Status: Won't Fix
Fix Version/s: None
This is a child of
DM-22178, providing a quick fix to remove replicated records from the output of queryDatasets
Thanks for the update Jim Bosch. In addition to rejecting duplicates, in an attempt to identify the cause, I've tracked the duplicates to result from the `execute` method of `Query` class. So this issue might as affect well beyond DatasetRef, perhaps?
Yes, definitely; in particular, I'm pretty sure it also affects queryDataIds. The root problem goes further back - it's in the definition of the Query before we call execute (which pretty much just blindly executes the SQL we've given it). That code is very complex, and I don't recommend trying to trace the problem all the way back through that, at least not directly.
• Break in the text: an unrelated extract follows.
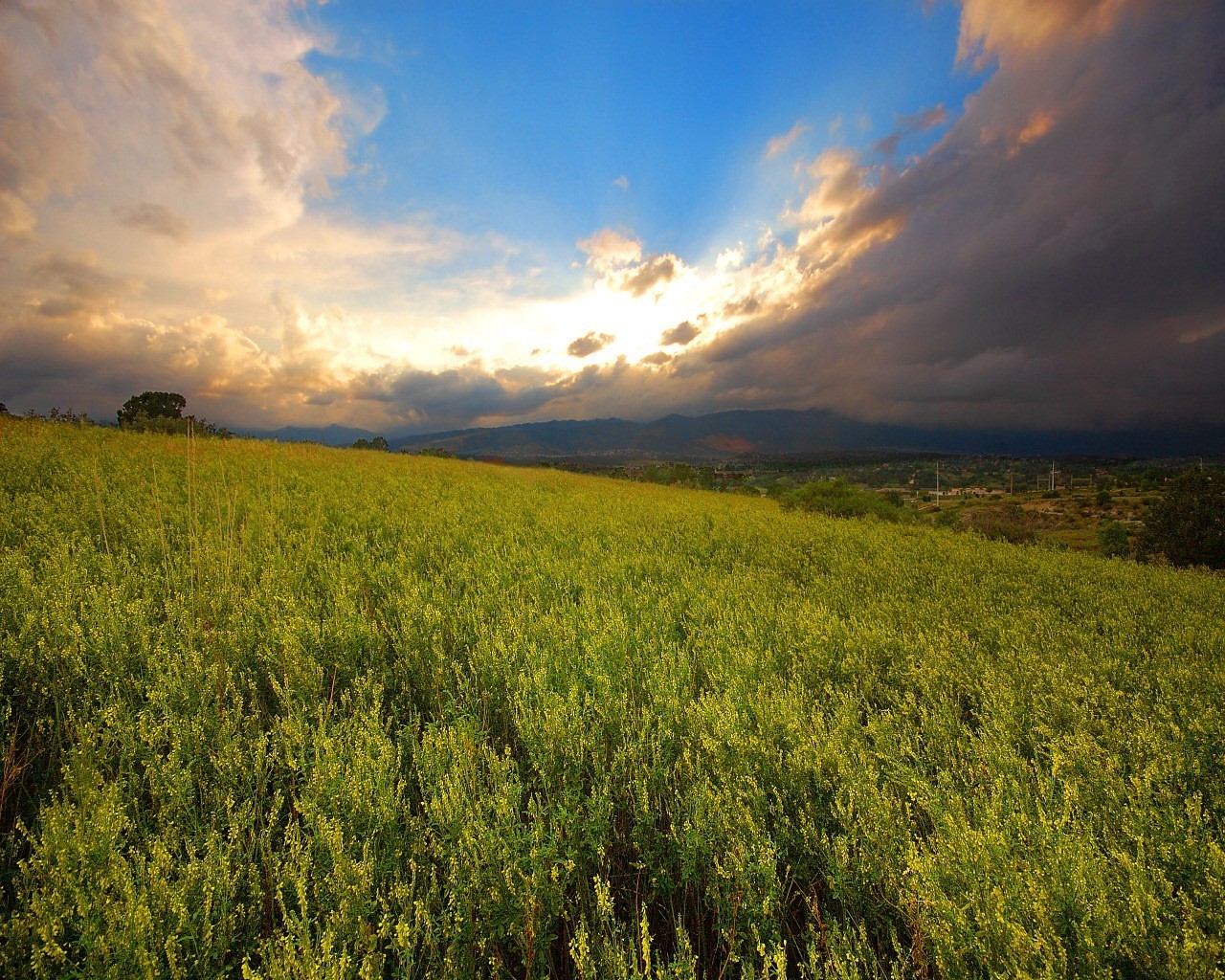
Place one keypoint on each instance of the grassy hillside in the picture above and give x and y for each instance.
(292, 712)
I think the way to debug it would be to see what kinds of query options (and database content) do and don't yield duplicates, but that's still a pretty big phase space to explore, and it's not something I'd recommend as part of what's supposed to be a quick ticket.
DM-24938 won't fix this automatically, but it clarifies that fixing it directly is probably too expensive in general to make the default, and it provides an easy way to get a unique version of the results if desired (queryDatasets(...).subset(unique=True)).
DM-21448is now in review; that adds hashability to DatasetRef, and hence may make this ticket even easier.